You're giving 50% N20, which is going to produce a MAC of around 42-44% in most non-intubated patients (due to humidification of the N20/02 mix as it passes through the respiratory tract).

So, why are EMTs told to instruct the patient in self-administering the medication? Probably a combination of (1) Some patients become dysphoric when taking N20 - "they don't like getting high" - so this way they can stop if it gets to be too much, (2) If your patient starts to become anesthetised, they'll drop the mask from their face, and hopefully breath in enough room air to dilute the alveolar N20 concentrations. Now likely (2) is only going to happen if there's something else causing CNS depression, e.g. alcohol intoxication, benzodiazepines, evolving head injury, or there's some form of equipment failure causing a higher concentration of N20 to be delivered (i.e. the tank wasn't inverted properly, the ambient temperature is too cold, etc., or the patient is unusually susceptible to the cardiac depressant effect, e.g. overdose of vasoactive meds, hypovolemia from occult injuries. But this provides an extra safeguard.

Could you simply hold the mask to their face to deliver the medication? Of course. But you would have to be alert to a potential decrease in LOC, you're going to be completely tied up doing a mask seal, which may require devoting one crew member to that task, and if you do this as an EMT, you're probably going outside of your regions accepted scope of practice, and might be vulnerable to civil litigation, or to a complaint from one of your peers.

In the not-particular-common scenario of bilateral wrist fractures without other associated major injuries, you could try tying the device to the forearm. I think if you wave your arm around your face a little, you'll see quickly how difficult it would be to provide enough pressure to produce a mask seal on yourself with a device tied to a broken limb. Imagine trying to maintain that while partially sedated from the N20. It may not be a practical real life solution, and a better answer might be to simply call for ALS. As an ALS provider there are generally more effective medication options in most situations.

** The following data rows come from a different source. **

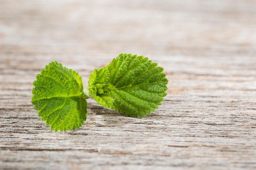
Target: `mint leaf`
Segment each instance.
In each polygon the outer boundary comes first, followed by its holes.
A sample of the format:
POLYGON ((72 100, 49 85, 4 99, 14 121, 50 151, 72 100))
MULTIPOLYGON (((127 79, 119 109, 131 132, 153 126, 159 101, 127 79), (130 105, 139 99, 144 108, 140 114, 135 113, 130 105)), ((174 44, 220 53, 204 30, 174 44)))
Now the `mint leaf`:
POLYGON ((36 76, 33 84, 31 102, 51 129, 65 131, 82 126, 87 104, 77 73, 52 62, 36 76))
POLYGON ((108 66, 94 69, 86 93, 98 104, 127 116, 146 116, 166 95, 168 80, 157 65, 142 56, 121 54, 108 66))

Still, we were unable to see eye-to-eye. I have a suspicion that if I were to do this in a scenario tomorrow, that I would fail if the instructor, or any other instructors sharing this viewpoint were evaluating me.

If your local standards are anything like mine were, I would expect an instructor to fail an EMT being evaluated at the EMT level for holding an entonox mask to someone's face. This would be independent of whether they thought they would particularly like to drink a beer with that student.

At an ALS level, it's hard to imagine too many situations where this would be the best option, and i think I'd avoid ever giving a scenario like that to cover a fairly unlikely event. [A situation where opiates or another agent wouldn't be a better option].

If your instructor would fail you on a scenario because you disagreed with them in class then you have an extremely poor instructor, and should consider looking for another program, immediately. Before wasting any more money.

I don't want to cause offence, but educated people realise that you can disagree about someone on a given topic without it reflecting some deep flaw in either person's character. You can discuss a situation, and disagree without having to dislike each other, or take it personally.